5. SAP 2000 Long Term Incentive Plan (LTI Plan 2000)
LTI Plan 2000 was introduced to augment SAP's existing stock-based compensation package to attract, retain, and motivate senior managers and top performers to grow the value of the enterprise and to secure their commitment to SAP. The LTI Plan 2000 is a stock-based compensation program that allowed eligible employees a choice between two different kinds of awards, stock options and convertible bonds. The last awards under the LTI Plan were granted in 2002. The last rights granted under LTI plan can be exercised until 2012, but SAP will not grant new rights under that program. At the 2002 Annual General Meeting of Shareholders, our shareholders approved the SAP SOP 2002 (see explanation below). The SAP SOP 2002 replaced LTI Plan 2000.

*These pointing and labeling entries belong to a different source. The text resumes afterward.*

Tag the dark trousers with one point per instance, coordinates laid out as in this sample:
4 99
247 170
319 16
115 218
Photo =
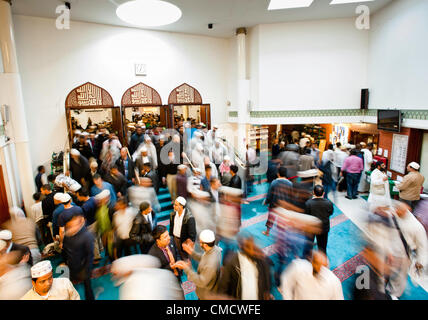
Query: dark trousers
352 181
123 247
322 241
411 203
85 276
44 231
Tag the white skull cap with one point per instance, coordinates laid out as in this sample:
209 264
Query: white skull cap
41 268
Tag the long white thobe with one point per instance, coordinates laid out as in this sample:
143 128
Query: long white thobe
376 197
368 159
299 283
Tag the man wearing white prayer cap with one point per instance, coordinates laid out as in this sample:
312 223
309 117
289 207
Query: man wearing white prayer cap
208 273
182 225
45 287
411 186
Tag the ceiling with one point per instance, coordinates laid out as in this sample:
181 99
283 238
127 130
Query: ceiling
226 15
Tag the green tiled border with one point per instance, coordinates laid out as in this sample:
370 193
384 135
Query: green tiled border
407 114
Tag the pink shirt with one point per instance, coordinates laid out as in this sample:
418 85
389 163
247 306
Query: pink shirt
353 164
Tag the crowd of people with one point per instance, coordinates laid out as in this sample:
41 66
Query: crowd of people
106 205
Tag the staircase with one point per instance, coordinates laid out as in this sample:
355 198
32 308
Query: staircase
165 202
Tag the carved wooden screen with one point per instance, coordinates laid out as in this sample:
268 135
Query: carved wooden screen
89 95
184 94
141 95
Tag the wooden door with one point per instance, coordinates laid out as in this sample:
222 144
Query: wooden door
4 206
205 113
117 123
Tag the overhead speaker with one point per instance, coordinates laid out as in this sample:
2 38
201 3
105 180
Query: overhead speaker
364 99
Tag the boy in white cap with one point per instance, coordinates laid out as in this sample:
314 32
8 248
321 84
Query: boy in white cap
208 273
411 186
182 226
45 287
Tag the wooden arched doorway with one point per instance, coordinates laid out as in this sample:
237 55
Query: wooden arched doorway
90 108
142 104
185 102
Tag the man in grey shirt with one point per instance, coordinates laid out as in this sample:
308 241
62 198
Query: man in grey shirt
208 273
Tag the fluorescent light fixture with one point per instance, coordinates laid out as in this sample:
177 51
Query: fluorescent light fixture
348 1
148 13
288 4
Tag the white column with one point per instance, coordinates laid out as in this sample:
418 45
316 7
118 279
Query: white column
243 91
12 96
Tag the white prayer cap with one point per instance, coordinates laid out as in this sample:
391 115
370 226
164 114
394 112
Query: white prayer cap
59 196
75 152
414 165
181 201
2 244
199 193
65 198
16 212
41 269
5 235
75 186
181 167
102 195
231 191
207 236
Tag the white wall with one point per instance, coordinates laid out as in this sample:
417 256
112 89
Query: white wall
398 56
52 62
311 65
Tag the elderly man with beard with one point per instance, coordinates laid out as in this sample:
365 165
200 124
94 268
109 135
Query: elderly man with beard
45 287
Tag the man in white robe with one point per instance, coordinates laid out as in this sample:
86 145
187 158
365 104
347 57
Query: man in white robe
379 187
45 287
310 280
368 159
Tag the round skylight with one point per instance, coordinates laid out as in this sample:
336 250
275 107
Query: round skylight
148 13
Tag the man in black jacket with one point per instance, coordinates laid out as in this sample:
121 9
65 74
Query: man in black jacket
240 265
142 227
321 208
235 182
165 250
182 226
126 166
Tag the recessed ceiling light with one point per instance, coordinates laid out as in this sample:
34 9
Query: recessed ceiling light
348 1
148 13
288 4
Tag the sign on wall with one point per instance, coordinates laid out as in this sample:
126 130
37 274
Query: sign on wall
399 153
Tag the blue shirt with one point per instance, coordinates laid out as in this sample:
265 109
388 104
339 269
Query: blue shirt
106 186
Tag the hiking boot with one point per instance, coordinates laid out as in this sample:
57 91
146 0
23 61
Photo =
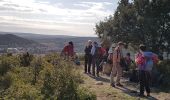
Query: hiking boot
98 75
148 95
120 85
112 85
141 95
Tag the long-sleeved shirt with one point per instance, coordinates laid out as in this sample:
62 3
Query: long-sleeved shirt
117 55
88 50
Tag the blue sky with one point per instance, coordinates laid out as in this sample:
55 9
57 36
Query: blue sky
59 17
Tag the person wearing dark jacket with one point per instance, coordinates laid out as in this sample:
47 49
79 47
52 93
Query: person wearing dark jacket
88 57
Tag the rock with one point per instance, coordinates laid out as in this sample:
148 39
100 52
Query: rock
99 83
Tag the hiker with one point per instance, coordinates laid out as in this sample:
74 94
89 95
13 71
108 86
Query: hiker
88 57
109 60
145 61
95 57
128 61
68 51
101 55
117 65
77 60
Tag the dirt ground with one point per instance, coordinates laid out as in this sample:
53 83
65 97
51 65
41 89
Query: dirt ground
129 91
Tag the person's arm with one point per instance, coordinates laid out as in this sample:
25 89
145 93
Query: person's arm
92 51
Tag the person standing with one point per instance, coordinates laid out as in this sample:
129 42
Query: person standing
88 57
94 53
145 61
117 68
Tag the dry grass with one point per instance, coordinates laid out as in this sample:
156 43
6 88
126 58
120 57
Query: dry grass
106 92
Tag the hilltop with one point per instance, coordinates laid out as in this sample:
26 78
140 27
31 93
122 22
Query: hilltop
53 42
11 40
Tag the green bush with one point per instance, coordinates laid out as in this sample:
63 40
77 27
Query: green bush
85 94
47 77
25 59
164 67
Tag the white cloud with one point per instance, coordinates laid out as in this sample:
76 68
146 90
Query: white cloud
36 15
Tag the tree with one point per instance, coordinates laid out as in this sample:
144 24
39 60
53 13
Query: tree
142 21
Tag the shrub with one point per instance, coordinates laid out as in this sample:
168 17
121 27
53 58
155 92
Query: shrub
164 68
85 94
53 78
26 59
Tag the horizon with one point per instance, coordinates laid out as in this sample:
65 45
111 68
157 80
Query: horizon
59 17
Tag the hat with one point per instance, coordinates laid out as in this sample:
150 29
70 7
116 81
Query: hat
120 43
113 45
89 41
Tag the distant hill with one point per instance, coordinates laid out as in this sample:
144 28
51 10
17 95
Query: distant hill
54 42
11 40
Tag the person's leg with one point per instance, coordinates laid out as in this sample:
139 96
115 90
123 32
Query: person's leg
97 66
141 79
112 75
147 83
119 74
85 63
89 63
93 65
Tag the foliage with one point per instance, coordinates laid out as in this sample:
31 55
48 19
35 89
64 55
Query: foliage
26 59
85 94
164 68
141 21
47 77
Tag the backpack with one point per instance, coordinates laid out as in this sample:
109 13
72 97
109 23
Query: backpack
145 61
98 52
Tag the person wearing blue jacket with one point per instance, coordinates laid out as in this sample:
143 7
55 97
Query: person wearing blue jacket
94 53
145 70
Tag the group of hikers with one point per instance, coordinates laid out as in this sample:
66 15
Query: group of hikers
96 57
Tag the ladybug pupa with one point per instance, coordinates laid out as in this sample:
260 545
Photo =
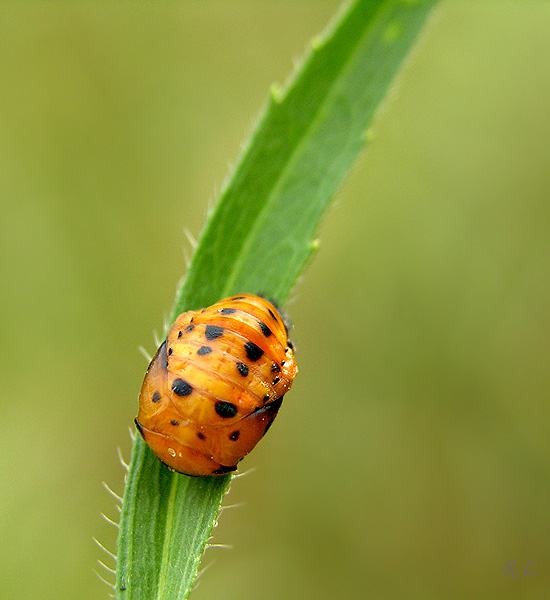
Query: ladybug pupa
216 384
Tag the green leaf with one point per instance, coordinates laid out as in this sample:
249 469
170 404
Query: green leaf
258 239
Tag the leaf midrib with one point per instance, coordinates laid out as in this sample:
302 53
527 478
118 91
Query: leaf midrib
244 249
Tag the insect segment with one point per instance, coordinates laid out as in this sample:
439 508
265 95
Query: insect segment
216 384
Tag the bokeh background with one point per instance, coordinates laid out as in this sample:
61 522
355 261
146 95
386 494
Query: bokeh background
412 459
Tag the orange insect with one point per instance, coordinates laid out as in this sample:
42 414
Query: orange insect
216 384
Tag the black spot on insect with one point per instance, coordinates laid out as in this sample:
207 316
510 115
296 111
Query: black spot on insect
252 351
226 410
139 427
265 329
213 331
269 423
243 369
223 469
181 387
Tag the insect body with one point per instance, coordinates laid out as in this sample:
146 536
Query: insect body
216 384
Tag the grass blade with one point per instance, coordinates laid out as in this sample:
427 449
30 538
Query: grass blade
258 239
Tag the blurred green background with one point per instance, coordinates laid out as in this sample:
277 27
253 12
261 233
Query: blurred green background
412 458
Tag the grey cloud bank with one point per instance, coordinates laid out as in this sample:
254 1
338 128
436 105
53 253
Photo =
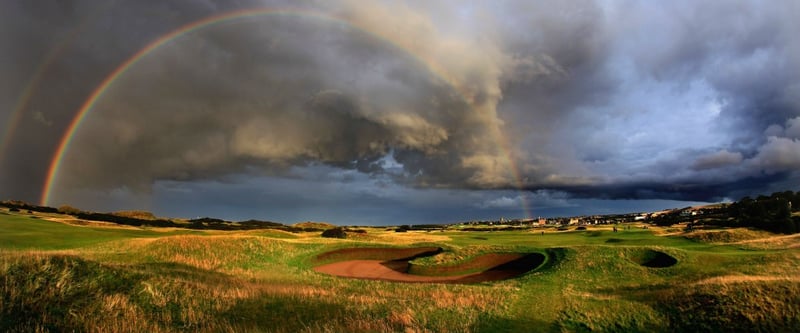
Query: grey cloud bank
561 106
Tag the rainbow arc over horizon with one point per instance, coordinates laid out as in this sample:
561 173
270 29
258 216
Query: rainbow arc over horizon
53 171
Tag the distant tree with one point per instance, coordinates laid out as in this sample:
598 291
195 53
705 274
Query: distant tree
337 232
69 210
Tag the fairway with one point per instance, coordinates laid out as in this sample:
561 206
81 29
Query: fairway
92 278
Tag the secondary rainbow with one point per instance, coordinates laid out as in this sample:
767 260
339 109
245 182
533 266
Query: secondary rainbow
63 146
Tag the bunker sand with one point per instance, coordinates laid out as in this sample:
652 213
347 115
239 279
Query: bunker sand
393 265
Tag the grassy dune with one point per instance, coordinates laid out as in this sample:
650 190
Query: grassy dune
59 277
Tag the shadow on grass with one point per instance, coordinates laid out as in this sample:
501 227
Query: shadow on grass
493 323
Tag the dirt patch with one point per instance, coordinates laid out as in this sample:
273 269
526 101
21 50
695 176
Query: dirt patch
393 265
653 259
378 253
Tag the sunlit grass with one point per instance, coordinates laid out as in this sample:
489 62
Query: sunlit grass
61 277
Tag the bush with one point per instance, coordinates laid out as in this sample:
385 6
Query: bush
337 232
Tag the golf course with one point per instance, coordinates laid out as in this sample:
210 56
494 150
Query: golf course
59 273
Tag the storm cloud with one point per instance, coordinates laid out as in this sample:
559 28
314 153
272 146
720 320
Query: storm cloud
577 100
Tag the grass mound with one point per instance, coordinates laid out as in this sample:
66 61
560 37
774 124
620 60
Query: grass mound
653 259
768 306
727 235
58 292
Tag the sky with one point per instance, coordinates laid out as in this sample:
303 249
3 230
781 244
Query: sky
387 112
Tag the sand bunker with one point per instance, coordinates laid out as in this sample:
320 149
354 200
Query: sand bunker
393 265
653 259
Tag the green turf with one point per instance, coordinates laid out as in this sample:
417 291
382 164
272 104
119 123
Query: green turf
25 232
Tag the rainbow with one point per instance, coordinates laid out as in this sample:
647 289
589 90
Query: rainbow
63 146
30 87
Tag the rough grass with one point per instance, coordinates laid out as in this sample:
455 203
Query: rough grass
57 277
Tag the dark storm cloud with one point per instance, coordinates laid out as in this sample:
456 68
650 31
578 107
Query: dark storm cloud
679 100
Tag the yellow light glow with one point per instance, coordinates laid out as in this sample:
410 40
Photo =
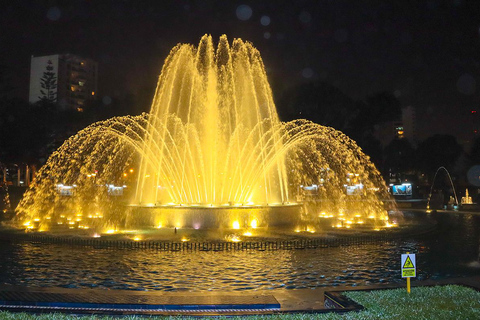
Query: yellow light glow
235 239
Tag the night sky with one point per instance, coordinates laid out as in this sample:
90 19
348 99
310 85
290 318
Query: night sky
427 53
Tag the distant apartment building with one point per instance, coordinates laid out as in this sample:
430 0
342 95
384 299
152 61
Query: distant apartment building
65 79
401 129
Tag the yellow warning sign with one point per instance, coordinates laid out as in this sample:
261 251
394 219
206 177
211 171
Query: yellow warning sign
408 263
407 273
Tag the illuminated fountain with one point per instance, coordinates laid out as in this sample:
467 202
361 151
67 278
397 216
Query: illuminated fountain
212 153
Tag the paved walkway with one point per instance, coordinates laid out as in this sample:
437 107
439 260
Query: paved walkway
101 301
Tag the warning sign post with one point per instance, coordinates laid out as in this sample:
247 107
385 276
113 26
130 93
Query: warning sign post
409 269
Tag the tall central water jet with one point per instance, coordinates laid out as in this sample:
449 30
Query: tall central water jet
213 136
211 147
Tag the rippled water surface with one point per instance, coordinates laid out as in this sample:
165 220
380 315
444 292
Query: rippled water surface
448 252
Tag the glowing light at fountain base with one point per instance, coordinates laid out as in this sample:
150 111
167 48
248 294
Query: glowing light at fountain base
208 217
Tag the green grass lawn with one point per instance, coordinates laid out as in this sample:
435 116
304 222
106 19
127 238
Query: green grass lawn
442 302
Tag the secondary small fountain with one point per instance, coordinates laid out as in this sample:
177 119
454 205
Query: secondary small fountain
433 184
212 153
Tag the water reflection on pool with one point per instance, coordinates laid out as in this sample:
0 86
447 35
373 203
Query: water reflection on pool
444 253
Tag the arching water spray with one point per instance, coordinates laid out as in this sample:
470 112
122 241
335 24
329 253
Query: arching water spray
212 144
433 183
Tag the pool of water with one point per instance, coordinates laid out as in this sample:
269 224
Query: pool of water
452 250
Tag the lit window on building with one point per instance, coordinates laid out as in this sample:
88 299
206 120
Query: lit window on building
399 132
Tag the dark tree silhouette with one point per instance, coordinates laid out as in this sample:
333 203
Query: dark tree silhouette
49 83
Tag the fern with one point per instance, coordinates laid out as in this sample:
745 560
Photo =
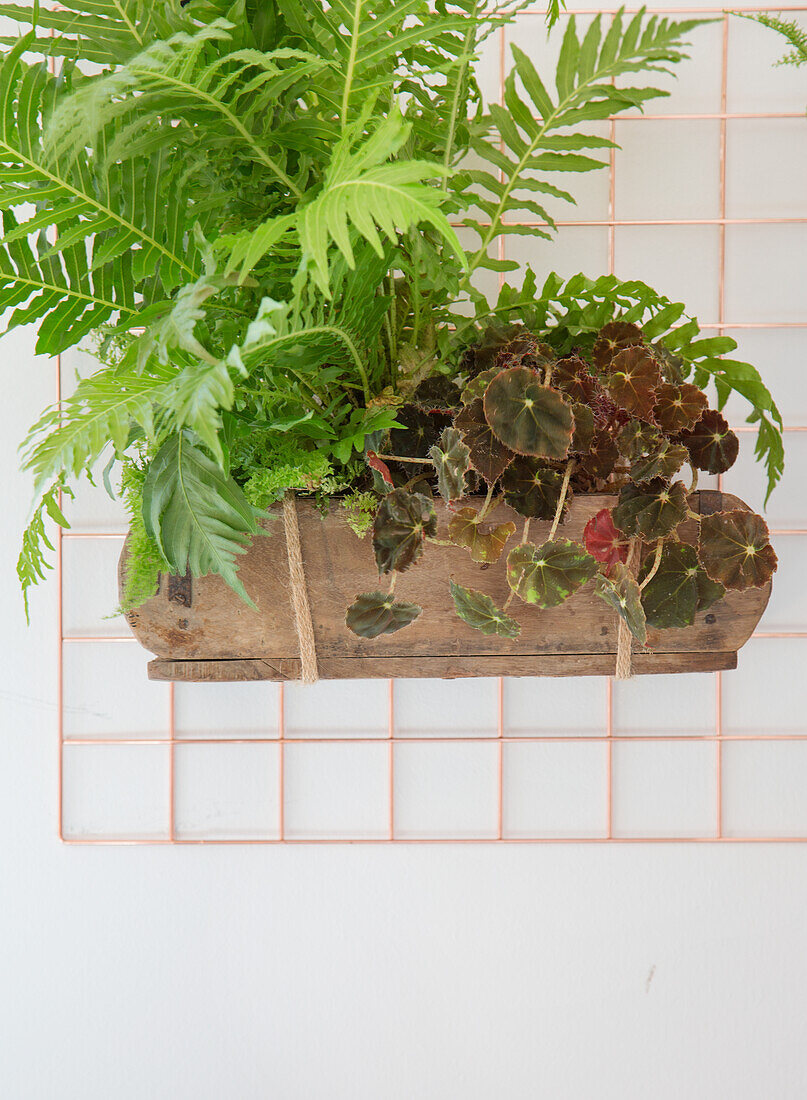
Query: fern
363 190
276 132
106 32
69 439
132 218
192 78
144 561
534 130
573 311
198 518
789 29
32 564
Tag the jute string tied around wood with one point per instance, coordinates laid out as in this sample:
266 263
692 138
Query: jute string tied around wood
625 638
299 593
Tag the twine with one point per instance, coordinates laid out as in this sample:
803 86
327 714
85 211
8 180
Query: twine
625 638
299 593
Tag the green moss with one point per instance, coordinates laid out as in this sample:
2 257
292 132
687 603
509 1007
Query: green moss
145 562
286 468
360 510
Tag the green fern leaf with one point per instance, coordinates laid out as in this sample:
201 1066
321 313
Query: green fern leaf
585 91
199 518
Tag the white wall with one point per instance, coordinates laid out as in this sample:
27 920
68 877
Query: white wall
440 971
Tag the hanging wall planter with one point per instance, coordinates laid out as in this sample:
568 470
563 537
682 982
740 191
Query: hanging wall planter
257 219
200 630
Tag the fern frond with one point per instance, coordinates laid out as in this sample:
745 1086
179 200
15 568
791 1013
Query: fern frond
789 29
32 563
104 32
576 309
69 438
533 124
191 78
364 191
114 229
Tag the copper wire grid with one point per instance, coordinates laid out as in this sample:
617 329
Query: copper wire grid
718 737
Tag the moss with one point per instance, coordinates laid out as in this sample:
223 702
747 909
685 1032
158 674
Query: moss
360 510
286 468
145 562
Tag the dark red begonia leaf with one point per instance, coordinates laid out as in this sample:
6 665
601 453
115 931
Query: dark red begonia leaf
488 454
528 417
677 407
533 488
712 446
632 381
376 613
611 339
652 509
734 549
400 526
603 540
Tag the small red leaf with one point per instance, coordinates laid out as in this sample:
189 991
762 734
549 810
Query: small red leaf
375 463
603 540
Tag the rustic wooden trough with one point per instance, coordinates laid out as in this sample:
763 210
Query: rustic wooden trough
200 630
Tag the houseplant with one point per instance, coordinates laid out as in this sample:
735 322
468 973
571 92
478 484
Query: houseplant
254 209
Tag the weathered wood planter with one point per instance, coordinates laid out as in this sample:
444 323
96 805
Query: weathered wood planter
200 630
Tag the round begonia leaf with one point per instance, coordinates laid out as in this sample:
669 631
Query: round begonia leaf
488 454
420 431
734 549
665 461
451 458
601 457
652 509
637 438
438 394
528 417
400 526
709 591
677 408
673 366
614 338
633 380
477 386
549 573
671 596
532 488
620 591
583 428
478 611
712 446
483 541
376 613
603 540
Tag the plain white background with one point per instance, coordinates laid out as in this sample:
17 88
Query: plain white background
439 971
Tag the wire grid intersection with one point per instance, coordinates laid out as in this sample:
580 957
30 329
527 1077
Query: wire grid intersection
605 825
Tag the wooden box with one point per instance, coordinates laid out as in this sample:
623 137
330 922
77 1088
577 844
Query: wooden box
200 630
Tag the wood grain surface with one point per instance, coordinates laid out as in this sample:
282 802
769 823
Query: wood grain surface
202 620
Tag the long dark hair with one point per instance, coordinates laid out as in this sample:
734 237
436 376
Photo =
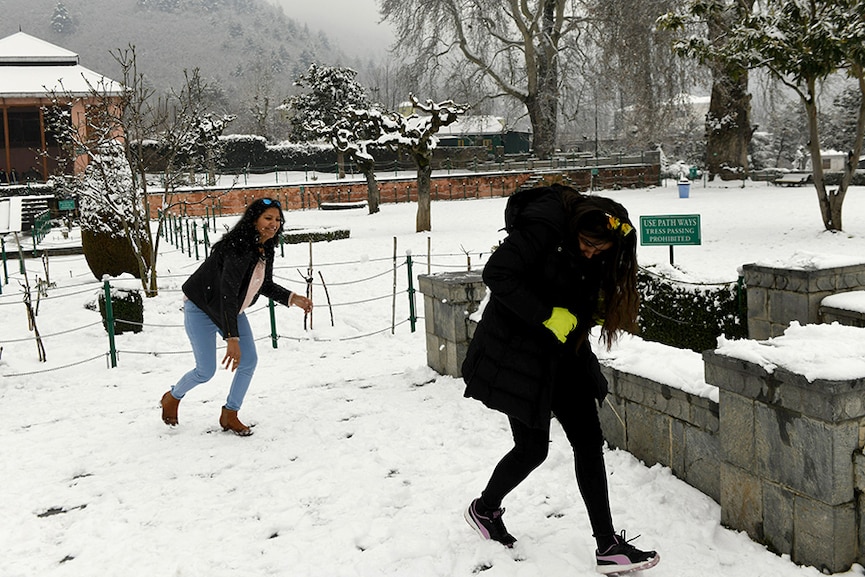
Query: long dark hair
604 220
244 236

If stock options were chosen, the participant receives 25% more stock options than convertible bonds. Under the LTI Plan 2000, each convertible bond having a €1 nominal value may be converted into four ordinary shares over a maximum of 10 years, subject to vesting requirements. The conversion price is equal to the market price of an ordinary share as quoted on the XETRA trading system the day immediately preceding the granting. Each stock option may be exercised in exchange for four ordinary shares over a maximum of 10 years, subject to the same vesting requirements. The exercise price varies according to the outperformance of the ordinary share price appreciation versus the appreciation of the Goldman Sachs Technology Software Index from the day immediately preceding granting to the day in which the exercise price is being determined. Both the convertibles bonds and stock options vest as follows: from the date of grant, 33% after two years, 33% after three years, and 34% after four years. Forfeited convertible bonds or stock options are disqualified and may not be reissued.
The maximum number of subscription rights issued under the LTI Plan 2000 was 18,750,000. Said number, however, would have been attained only if the beneficiaries had exclusively opted for stock options. In accordance with the scope in which the beneficiaries opted for convertible bonds having a higher value, the multiplication thereof by 1.25 resulted in a corresponding reduction of the maximum number of subscription rights to be issued under the LTI Plan 2000. By March 14, 2002, a total of 12.3 million convertible bonds and stock options have been issued under the LTI Plan 2000. By March 2008, a total of 6.9 million conversion and subscription rights are still outstanding.
Basic Accounting Principles in Connection with LTI Plan 2000
Until December 31, 2005, SAP accounted for stock based compensation in accordance with the "Accounting Principle Board Opinion 25" (APB 25). The convertible bond program was considered a fixed plan under APB 25 and resulted in no compensation expense under the current terms of the LTI Plan 2000. Under APB 25, the stock option program was a variable plan because the exercise price varies depending upon the criteria described above. As such, compensation expense was recorded over the vesting period equal to the difference between the exercise price of the stock options and the market value of the ordinary share. APB 25 was based on the intrinsic value method. Pro forma information regarding net income and earnings per share as if SAP had accounted for its stock-based awards granted to employees using the fair value method were required under SFAS 123 and published in the annual financial statements.
Beginning on January 1, 2006, SAP accounts for stock based compensation in accordance with SFAS 123 (revised), "Share-Based Payment ("SFAS 123R"). The convertible bond program and the stock option plan are considered an Equity-Based" program and are therefore measured at grant date fair value and are not subsequently remeasured. Compensation expense is recorded over the vesting period equal to the fair value at grant date.